Fernando Jaramillo recuerda que, si bien la mayor parte de los incendios forestales son provocados, otros son parte del ciclo de funcionamiento del ecosistema y se presentaban cada cinco o diez años. “Ya como empezamos a invadir e intervenir los humanos, cambió esta dinámica, pero los propios bosques del mundo viven y han venido sobreviviendo… entonces también se debe considerar. Por eso esa lógica de muchos de los tratados y de los estudios que han hecho sobre restauración, de que lo más pertinente es dejar que se restaure e incidir básicamente en que eso se logre”.

En este sentido, reconoce la veda para los cambios de uso de sueño en terrenos siniestrados por incendios forestales como útil para permitir la restauración; pero también es importante reforzar la vigilancia para garantizar que efectivamente se cumpla esa disposición. “Lo más importante no es solo que está en la ley, sino hacerla valer”, asegura.

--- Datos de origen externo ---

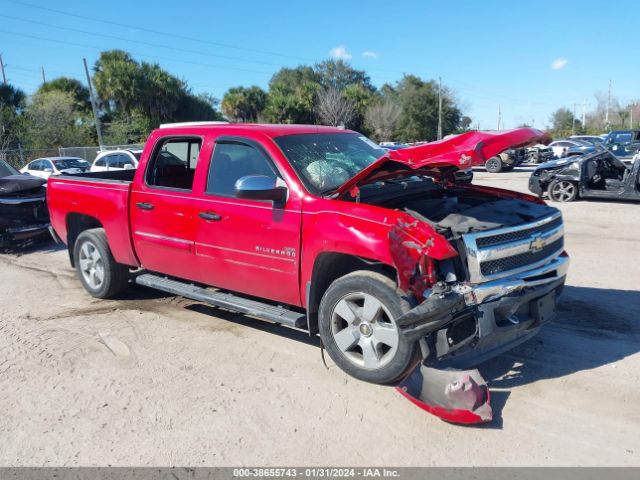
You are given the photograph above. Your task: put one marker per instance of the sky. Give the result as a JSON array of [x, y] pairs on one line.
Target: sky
[[525, 59]]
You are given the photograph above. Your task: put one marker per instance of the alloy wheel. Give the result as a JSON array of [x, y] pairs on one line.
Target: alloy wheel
[[364, 330], [563, 191], [91, 265]]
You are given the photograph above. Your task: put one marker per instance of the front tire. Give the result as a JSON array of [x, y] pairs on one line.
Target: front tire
[[562, 191], [99, 273], [356, 320], [493, 165]]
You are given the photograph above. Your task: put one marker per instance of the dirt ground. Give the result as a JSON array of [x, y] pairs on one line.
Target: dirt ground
[[155, 380]]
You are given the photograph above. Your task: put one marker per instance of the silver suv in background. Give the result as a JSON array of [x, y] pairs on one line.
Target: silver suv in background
[[116, 160]]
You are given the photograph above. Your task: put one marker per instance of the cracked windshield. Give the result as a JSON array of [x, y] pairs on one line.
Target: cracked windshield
[[327, 160]]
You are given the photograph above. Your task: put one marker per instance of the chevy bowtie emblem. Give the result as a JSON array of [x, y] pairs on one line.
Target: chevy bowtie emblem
[[538, 243]]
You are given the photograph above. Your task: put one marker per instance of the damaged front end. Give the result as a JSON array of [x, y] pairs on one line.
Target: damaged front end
[[477, 294]]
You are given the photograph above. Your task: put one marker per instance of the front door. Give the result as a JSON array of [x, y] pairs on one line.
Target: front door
[[162, 208], [248, 246]]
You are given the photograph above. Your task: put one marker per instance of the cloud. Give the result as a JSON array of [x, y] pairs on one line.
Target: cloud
[[559, 63], [340, 53]]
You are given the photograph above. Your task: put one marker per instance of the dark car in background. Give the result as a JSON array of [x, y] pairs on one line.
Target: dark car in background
[[623, 144], [571, 147], [597, 175], [23, 209]]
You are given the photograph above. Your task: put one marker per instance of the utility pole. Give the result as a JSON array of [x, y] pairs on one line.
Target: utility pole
[[4, 78], [94, 104], [606, 118], [439, 108]]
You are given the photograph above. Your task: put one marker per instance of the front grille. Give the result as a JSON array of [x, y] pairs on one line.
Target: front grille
[[494, 267], [511, 250], [517, 235]]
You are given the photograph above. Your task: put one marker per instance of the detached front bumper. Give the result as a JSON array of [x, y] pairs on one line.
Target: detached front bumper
[[469, 324]]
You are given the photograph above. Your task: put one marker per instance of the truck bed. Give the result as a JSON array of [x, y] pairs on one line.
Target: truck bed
[[99, 198]]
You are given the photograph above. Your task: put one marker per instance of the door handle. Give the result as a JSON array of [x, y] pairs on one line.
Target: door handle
[[210, 216]]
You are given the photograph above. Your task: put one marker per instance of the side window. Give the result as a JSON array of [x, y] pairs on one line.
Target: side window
[[115, 162], [173, 163], [125, 160], [232, 161]]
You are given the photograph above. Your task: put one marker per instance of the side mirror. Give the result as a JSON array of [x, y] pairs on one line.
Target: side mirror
[[259, 187]]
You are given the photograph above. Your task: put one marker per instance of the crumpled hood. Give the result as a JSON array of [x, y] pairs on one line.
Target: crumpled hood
[[459, 152]]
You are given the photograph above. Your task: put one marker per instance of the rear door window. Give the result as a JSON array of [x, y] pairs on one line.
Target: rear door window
[[174, 163], [232, 161]]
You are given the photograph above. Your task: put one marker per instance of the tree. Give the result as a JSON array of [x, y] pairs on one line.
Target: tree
[[78, 91], [292, 96], [118, 80], [160, 93], [338, 74], [243, 104], [333, 109], [12, 103], [382, 119], [360, 97], [564, 123], [419, 102], [200, 107], [53, 120]]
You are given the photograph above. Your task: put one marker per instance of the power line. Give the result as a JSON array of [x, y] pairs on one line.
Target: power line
[[156, 32], [200, 64], [137, 41]]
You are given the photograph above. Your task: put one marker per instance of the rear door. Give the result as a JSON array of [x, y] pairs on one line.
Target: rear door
[[248, 246], [162, 207]]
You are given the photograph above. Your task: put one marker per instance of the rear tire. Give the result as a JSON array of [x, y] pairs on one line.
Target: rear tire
[[356, 320], [99, 273], [562, 191], [493, 165]]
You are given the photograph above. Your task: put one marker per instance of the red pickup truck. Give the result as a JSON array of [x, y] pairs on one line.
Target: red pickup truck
[[380, 252]]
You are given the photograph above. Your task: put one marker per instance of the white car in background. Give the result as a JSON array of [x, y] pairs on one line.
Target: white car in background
[[116, 160], [45, 167]]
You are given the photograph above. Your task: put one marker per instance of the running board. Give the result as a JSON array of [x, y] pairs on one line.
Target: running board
[[229, 301]]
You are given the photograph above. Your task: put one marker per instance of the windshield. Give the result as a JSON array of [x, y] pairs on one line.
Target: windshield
[[6, 169], [325, 161], [70, 163]]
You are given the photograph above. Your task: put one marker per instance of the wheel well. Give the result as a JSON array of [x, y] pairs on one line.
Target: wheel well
[[76, 224], [330, 266]]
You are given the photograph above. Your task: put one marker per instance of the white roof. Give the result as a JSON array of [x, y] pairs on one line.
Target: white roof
[[190, 124]]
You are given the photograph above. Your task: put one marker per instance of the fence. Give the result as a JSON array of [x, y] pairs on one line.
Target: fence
[[20, 157]]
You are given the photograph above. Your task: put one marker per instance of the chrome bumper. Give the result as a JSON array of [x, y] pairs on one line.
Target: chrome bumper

Advierte que hay invasiones a áreas protegidas que se deben atender, “es un tema pendiente… los nuevos asentamientos que están invadiendo áreas del Tepozteco del corredor Chichinautzin, de Sierra Montenegro, del Texcal. Son invasiones recientes, ya consta el decreto o los decretos que se tiene que buscar una solución de fondo a eso. Porque finalmente están en áreas, no solo por la parte forestal, en áreas estratégicas para recarga de los acuíferos, este y que está afectando a la población en general. Entonces sí es un tema, pues muy importante que se tiene que atender lo más pronto posible”, concluyó.